The preliminary ruling has taken the form of a reasoned opinion (second step of the infringement procedure provided for in article 258 of the Treaty on the Functioning of the European Union). If Spain does not respond satisfactorily, the Commission may decide to refer the matter to the ECJ.
It is noteworthy that in an additional provision to Law 11/2009 of October 26 2009 on Real Estate Investment Trusts, the Spanish government itself announced its intention to review the Anti-abuse Rule to ensure it complies with EU regulations.
3. Potential tax refunds
Spanish tax practitioners are following the outcome of these two proceedings closely. If the ECJ holds that the Anti-abuse Rule is illegal or forces its overhaul, not only will this have a positive effect on the acquisition of shares in Spanish real estate companies in the future, but, most importantly, taxpayers may have grounds to file for a refund of TT paid on past transactions.
While the limitation period in Spain for tax purposes is four years, in cases where a tax provision is declared unconstitutional, the limitation period does not begin on accrual, but rather when the judgment is published.

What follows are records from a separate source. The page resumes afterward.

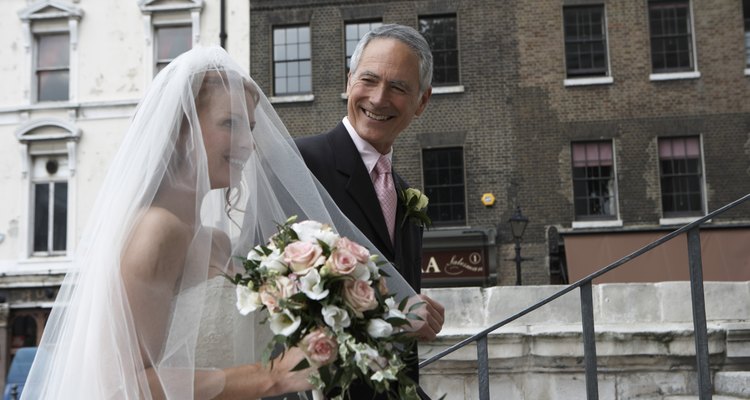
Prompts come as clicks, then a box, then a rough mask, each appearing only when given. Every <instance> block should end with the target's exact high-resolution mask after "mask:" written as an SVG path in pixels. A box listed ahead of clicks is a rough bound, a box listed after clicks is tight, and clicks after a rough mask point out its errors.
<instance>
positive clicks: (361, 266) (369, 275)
mask: <svg viewBox="0 0 750 400" xmlns="http://www.w3.org/2000/svg"><path fill="white" fill-rule="evenodd" d="M350 275H351V276H352V277H353V278H354V279H356V280H358V281H365V282H369V281H370V278H372V274H371V273H370V268H369V267H368V266H367V265H362V264H357V266H356V267H355V268H354V271H352V273H351V274H350Z"/></svg>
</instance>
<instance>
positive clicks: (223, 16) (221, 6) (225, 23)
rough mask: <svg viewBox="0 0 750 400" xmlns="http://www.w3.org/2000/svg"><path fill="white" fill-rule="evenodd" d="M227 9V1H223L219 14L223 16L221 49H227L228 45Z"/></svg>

In other words, if the ECJ held that the Anti-abuse Rule contravenes the EU rules, TT refunds could be sought for transactions that took place more than four years ago. In principle, delay interest would also be applied.
As for the procedures to claim refunds, besides the common tax refund procedures set out in the General Tax Law, taxpayers may opt to seek compensation from the Spanish government for state liability arising from the failure to comply with EU laws. Further to the ECJ's doctrine in its judgment of January 26 2010 (C-118/08), taxpayers do not have to go through the regular tax refund procedures but may directly sue their government for damages.
In the past, the Anti-abuse Rule has been applied to many transactions dealing with the acquisition of Spanish real estate companies and both domestic and international investors have incurred significant TT costs as a result.
Predicting the position that the ECJ and European Commission will take in the review proceedings is not an easy task. However, it seems that the Anti-abuse Rule will be overhauled and this could open the door to requests for refunds of TT paid while the provision was in force.
International tax practitioners and in-house tax counsel who have dealt with the Anti-abuse Rule in the past or who expect to do so in the future should follow these proceedings closely and be mindful of the tax refund opportunities that these developments may produce.